I ask him about a drawing Cori drew of his father coming down the stairs to the basement where the two children are sleeping, carrying Nina in his arms.

“That’s ridiculous,” Du Bois says. “Why would Hans carry his dead wife into his children’s room?”

“You want us to accept that he’s rational when it comes to carrying his dead wife down the stairs, but irrational when he throws away a perfectly good car seat?”

Du Bois barely acknowledges my comment. “All of that will come out in the trial.” This is a hallmark of the case, Du Bois promising some exciting new detail in the coming days that will prove his client’s innocence, and then failing to deliver. A TV producer asks Judge Goodman if the case is likely to stretch into a fourth month and he says no. “I don’t think the defense has much of a case.” He means the defense isn’t going to call many witnesses, but the subtext is obvious.

I ask Du Bois why the children haven’t seen or heard from their mother. “If she wants to carry this charade out she has to stay away from her children for now.” It occurs to me that Du Bois must know what he’s saying isn’t true.
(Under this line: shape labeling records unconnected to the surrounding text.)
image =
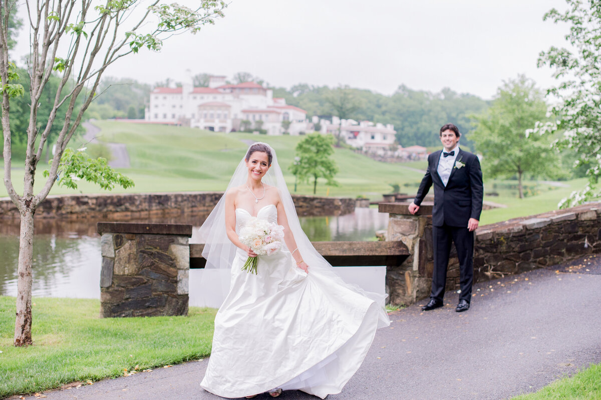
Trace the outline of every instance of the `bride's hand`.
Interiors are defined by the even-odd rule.
[[[296,265],[306,273],[309,273],[309,265],[307,265],[307,262],[305,261],[300,261]]]

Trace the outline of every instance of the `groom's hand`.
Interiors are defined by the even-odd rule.
[[[419,206],[412,201],[411,204],[409,204],[409,212],[415,215],[418,210],[419,210]]]
[[[468,221],[468,229],[469,229],[470,232],[475,231],[477,229],[478,229],[478,222],[479,221],[475,218],[469,219],[469,220]]]

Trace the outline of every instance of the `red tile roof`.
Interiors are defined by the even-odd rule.
[[[222,103],[221,102],[209,102],[209,103],[203,103],[203,104],[198,105],[198,107],[204,107],[205,106],[213,107],[231,107],[231,106],[228,105],[227,103]]]
[[[269,107],[270,108],[284,108],[284,109],[288,109],[289,110],[296,110],[297,111],[299,111],[300,112],[303,112],[305,114],[307,114],[307,111],[305,111],[305,110],[302,109],[302,108],[299,108],[298,107],[295,107],[294,106],[289,106],[289,105],[267,106],[267,107]]]
[[[165,93],[175,94],[182,93],[182,88],[154,88],[153,93]]]
[[[272,114],[280,114],[281,111],[278,111],[277,110],[258,110],[257,109],[252,109],[249,110],[242,110],[242,112],[246,112],[249,114],[264,114],[266,112],[270,112]]]
[[[194,88],[192,91],[192,93],[215,93],[221,94],[221,92],[213,88]]]
[[[257,89],[264,88],[258,83],[255,83],[254,82],[243,82],[242,83],[238,83],[237,85],[222,85],[218,87],[221,89],[229,89],[231,88],[239,88],[241,89],[246,88],[257,88]]]

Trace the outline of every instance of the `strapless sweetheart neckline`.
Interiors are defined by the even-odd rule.
[[[236,210],[242,210],[242,211],[246,211],[246,213],[248,213],[248,215],[251,216],[251,217],[254,217],[255,218],[256,218],[257,216],[258,216],[259,214],[259,213],[260,213],[263,210],[263,208],[268,207],[270,205],[273,205],[274,207],[275,207],[275,204],[267,204],[267,205],[264,205],[263,207],[262,207],[260,208],[259,208],[259,210],[258,211],[257,211],[257,215],[252,215],[252,214],[251,213],[251,211],[248,211],[246,208],[242,208],[239,207],[239,208],[236,208]]]

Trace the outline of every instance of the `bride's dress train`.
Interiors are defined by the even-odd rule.
[[[237,230],[251,216],[237,208]],[[257,216],[276,222],[277,209]],[[240,270],[246,258],[239,250],[232,264],[201,386],[225,398],[276,387],[340,393],[373,341],[379,306],[310,265],[305,273],[286,250],[260,256],[257,275]]]

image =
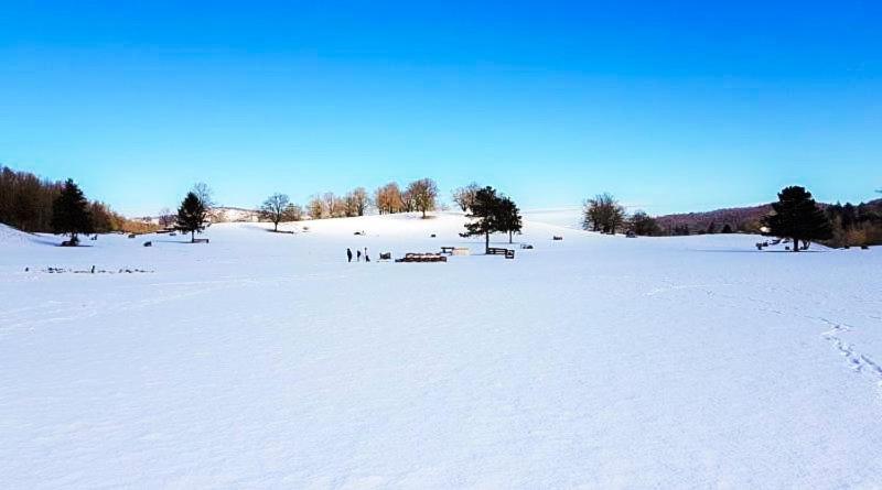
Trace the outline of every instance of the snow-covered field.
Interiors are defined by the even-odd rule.
[[[880,250],[462,219],[0,228],[0,488],[882,486]]]

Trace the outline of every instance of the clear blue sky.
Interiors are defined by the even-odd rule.
[[[477,181],[650,213],[882,187],[882,7],[12,1],[0,163],[131,214]]]

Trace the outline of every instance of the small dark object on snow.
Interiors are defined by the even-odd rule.
[[[448,258],[440,253],[406,253],[402,259],[395,259],[396,262],[447,262]]]
[[[487,249],[487,254],[490,255],[505,255],[506,259],[514,259],[515,251],[513,249],[497,249],[495,247],[491,247]]]

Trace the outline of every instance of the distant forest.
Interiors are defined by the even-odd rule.
[[[882,244],[882,199],[853,205],[818,204],[830,219],[833,238],[830,247]],[[703,235],[719,232],[760,233],[763,217],[772,205],[717,209],[706,213],[666,215],[656,218],[660,235]]]
[[[40,178],[0,165],[0,222],[30,232],[52,232],[52,204],[64,187],[60,181]],[[96,232],[143,232],[151,226],[114,213],[109,206],[90,200],[88,210]]]

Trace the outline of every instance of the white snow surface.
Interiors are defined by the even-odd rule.
[[[879,250],[463,219],[0,228],[0,488],[882,484]]]

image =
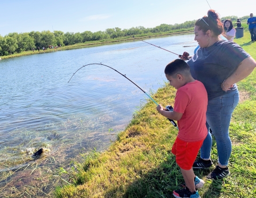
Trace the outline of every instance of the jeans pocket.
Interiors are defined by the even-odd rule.
[[[231,93],[230,93],[231,94]],[[231,94],[227,94],[221,97],[221,107],[230,107],[235,109],[238,104],[239,93],[235,93]]]

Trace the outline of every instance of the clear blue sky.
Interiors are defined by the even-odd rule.
[[[221,17],[249,15],[255,10],[253,2],[208,0]],[[197,19],[210,9],[206,0],[1,0],[0,4],[2,36],[31,31],[82,32],[115,27],[151,28]]]

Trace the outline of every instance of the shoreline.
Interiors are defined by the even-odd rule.
[[[183,33],[188,33],[188,32],[193,32],[194,30],[187,30],[187,31],[179,31],[179,32],[171,32],[171,33],[165,33],[165,34],[162,34],[160,35],[150,35],[150,36],[140,36],[138,37],[135,37],[136,38],[150,38],[150,37],[158,37],[158,36],[167,36],[167,35],[175,35],[175,34],[183,34]],[[26,51],[23,52],[25,52],[24,54],[20,53],[20,54],[12,54],[10,55],[7,55],[7,56],[1,56],[0,57],[0,60],[4,60],[4,59],[11,59],[13,57],[19,57],[19,56],[26,56],[26,55],[33,55],[33,54],[38,54],[42,53],[45,53],[45,52],[57,52],[59,50],[66,50],[68,49],[71,49],[73,48],[76,48],[76,47],[82,47],[84,46],[90,46],[90,45],[99,45],[99,44],[107,44],[107,43],[115,43],[115,42],[123,42],[125,40],[132,40],[134,39],[133,38],[124,38],[124,39],[119,39],[117,40],[108,40],[108,41],[104,41],[104,42],[98,42],[97,43],[87,43],[87,44],[85,44],[84,43],[81,43],[79,44],[76,44],[74,45],[67,45],[66,46],[63,46],[59,47],[58,48],[55,48],[55,49],[47,49],[45,51],[43,51],[43,50],[41,50],[39,52],[36,52],[36,51],[38,51],[38,50],[35,50],[35,52],[33,52],[32,51],[27,51],[28,52],[27,53],[26,53]]]

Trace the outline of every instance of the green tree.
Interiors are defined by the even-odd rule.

Nina’s dead and he’s aware of that. She’s certainly not in Russia, where her disappearance is front-page news. Why would she work so hard to get American citizenship only to frame Hans with a murder, abandon her children, and go into permanent hiding? She wouldn’t even know Hans was going to be charged with murder. I point this out to some friends. “He’s lying,” I say. “He’s just doing his job,” they reply. Du Bois continues to say everything will be explained in the trial, but I doubt it. I can see how he communicates. The strategy of the defense is to confuse situations. He’s not going to answer questions; he’s going to propose possibilities. The point is not truth. The point of the defense is that there is no truth.